Based on CMS inspection data, AUTUMN LAKE HEALTHCARE AT SILVER SPRING has a clean safety record: no substantiated abuse findings (meaning no confirmed cases of resident harm), no Immediate Jeopardy citations (the most serious violation level indicating risk of serious injury or death), and is not on the Special Focus Facility watch list (a federal program monitoring the lowest-performing 1% of nursing homes). The facility has a 3-star overall rating and ranks #100 of 100 nursing homes in Maryland. While no facility is perfect, families should still ask about staff-to-resident ratios and recent inspection results during their visit.

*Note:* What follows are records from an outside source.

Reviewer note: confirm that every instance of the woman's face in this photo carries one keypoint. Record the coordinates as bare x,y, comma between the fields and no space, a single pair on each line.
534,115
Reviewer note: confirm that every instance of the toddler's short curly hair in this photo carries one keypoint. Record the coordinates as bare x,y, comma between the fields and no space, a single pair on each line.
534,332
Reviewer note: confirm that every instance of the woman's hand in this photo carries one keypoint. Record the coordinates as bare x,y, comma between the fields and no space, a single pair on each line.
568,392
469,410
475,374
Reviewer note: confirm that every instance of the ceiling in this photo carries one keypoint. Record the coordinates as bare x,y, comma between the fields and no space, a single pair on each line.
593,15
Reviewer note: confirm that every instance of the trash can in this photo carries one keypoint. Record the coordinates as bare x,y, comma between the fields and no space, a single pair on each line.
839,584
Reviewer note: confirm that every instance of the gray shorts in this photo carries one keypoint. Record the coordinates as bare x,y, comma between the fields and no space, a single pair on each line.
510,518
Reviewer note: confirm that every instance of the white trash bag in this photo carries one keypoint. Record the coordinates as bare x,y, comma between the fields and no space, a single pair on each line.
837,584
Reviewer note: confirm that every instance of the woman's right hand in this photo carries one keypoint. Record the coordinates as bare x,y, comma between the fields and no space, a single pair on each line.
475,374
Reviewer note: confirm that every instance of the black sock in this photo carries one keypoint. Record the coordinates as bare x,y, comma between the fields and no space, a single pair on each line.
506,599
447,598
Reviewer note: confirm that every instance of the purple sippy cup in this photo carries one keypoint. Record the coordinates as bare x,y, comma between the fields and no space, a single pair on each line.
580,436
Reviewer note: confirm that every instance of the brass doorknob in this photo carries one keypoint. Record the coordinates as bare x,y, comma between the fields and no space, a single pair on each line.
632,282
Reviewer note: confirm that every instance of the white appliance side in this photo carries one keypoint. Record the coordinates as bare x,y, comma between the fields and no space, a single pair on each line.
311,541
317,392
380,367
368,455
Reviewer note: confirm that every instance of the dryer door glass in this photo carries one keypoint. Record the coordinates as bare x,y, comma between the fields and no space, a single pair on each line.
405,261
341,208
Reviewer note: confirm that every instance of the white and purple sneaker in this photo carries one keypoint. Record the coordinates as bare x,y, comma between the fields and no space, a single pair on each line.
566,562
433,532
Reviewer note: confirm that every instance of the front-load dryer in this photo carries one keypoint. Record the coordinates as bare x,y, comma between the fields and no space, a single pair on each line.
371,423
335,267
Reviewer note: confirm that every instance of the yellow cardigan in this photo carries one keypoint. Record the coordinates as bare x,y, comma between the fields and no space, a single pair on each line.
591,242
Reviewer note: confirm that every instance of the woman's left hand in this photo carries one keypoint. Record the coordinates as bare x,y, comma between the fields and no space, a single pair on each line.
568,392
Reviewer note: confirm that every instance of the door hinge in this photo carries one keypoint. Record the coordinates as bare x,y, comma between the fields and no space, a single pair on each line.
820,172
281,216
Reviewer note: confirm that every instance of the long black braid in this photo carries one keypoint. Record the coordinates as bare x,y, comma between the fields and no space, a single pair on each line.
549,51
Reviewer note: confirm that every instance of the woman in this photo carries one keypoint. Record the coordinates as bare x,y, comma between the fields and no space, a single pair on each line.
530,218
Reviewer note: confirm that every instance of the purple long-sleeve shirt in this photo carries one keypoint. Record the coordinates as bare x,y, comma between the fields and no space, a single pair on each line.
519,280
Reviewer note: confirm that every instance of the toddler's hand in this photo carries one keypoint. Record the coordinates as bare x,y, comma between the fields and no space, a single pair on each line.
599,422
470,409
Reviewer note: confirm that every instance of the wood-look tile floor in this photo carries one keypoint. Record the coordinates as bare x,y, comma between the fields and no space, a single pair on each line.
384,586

Do Nurses at Autumn Lake Healthcare At Silver Spring Stick Around?

Staff at AUTUMN LAKE HEALTHCARE AT SILVER SPRING tend to stick around. With a turnover rate of 23%, the facility is 23 percentage points below the Maryland average of 46%. Low turnover is a positive sign. It means caregivers have time to learn each resident's needs, medications, and personal preferences. Consistent staff also notice subtle changes in a resident's condition more quickly.

Was Autumn Lake Healthcare At Silver Spring Ever Fined?

AUTUMN LAKE HEALTHCARE AT SILVER SPRING has no federal fines on record. CMS issues fines when nursing homes fail to meet care standards or don't correct problems found during inspections. The absence of fines suggests the facility has either maintained compliance or corrected any issues before penalties were assessed. This is a positive indicator, though families should still review recent inspection reports for the full picture.

Is Autumn Lake Healthcare At Silver Spring on Any Federal Watch List?

AUTUMN LAKE HEALTHCARE AT SILVER SPRING is not on any federal watch list. The most significant is the Special Focus Facility (SFF) program, which identifies the bottom 1% of nursing homes nationally based on persistent, serious quality problems. Not being on this list means the facility has avoided the pattern of deficiencies that triggers enhanced federal oversight. This is a positive indicator, though families should still review the facility's inspection history directly.